Division of Nephrology and Hypertension, Department of Internal Medicine, St. Marianna University School of Medicine, Japan.
Department of Nephrology, Kameda Medical Center, Japan.
Intern Med. 2021 Oct 1;60(19):3125-3128. doi: 10.2169/internalmedicine.6413-20. Epub 2021 Apr 12.

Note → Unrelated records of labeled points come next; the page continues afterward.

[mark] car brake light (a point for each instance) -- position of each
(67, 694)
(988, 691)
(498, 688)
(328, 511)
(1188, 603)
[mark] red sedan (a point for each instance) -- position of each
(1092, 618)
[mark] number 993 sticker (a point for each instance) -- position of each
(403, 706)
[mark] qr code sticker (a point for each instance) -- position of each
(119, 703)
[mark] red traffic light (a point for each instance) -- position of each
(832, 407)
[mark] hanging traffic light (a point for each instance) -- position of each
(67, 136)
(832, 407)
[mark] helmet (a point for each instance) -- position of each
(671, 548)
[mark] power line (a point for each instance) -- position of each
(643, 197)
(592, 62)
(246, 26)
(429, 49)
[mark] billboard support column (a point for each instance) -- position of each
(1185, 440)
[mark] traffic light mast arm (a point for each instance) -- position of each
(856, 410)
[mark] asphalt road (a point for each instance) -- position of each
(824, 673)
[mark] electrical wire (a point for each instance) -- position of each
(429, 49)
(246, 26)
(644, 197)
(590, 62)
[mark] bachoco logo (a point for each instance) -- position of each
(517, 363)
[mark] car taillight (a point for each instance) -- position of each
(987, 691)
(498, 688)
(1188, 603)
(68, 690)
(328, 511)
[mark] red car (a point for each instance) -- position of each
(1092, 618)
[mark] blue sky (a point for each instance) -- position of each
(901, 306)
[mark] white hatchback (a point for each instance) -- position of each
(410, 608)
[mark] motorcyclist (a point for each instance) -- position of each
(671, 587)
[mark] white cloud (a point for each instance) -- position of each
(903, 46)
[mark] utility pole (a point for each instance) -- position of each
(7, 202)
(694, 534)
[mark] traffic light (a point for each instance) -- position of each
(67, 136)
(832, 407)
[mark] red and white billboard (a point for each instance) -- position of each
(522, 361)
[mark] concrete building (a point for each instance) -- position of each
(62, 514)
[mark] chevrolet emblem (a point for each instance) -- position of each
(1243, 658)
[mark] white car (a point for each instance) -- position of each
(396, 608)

Membranous nephropathy often achieves spontaneous remission. However, there are scarce reports of spontaneous remission of thrombospondin type-1 domain-containing 7A (THSD7A)-associated membranous nephropathy. A 64-year-old female presented with nephrotic syndrome and edema of the lower extremities. We diagnosed membranous nephropathy by kidney biopsy and confirmed positive THSD7A on immunofluorescence using frozen sections; serum THSD7A antibodies were also detected. Thirty-four months after the initial diagnosis, she achieved a spontaneous complete remission without immunosuppressive therapy. With the complete remission, no serum THSD7A levels were detected. In this study, we describe serial examinations of kidney biopsies and serum THSD7A antibodies.
膜性肾病常可自发缓解。然而,THSD7A 相关性膜性肾病自发缓解的报道却很少。一位 64 岁女性因肾病综合征和下肢水肿就诊。我们通过肾活检诊断为膜性肾病,并通过冰冻切片免疫荧光确认 THSD7A 阳性;同时还检测了血清 THSD7A 抗体。初始诊断后 34 个月,患者在未接受免疫抑制治疗的情况下自发完全缓解。完全缓解后,未检测到血清 THSD7A 水平。本研究描述了对肾活检和血清 THSD7A 抗体的连续检查。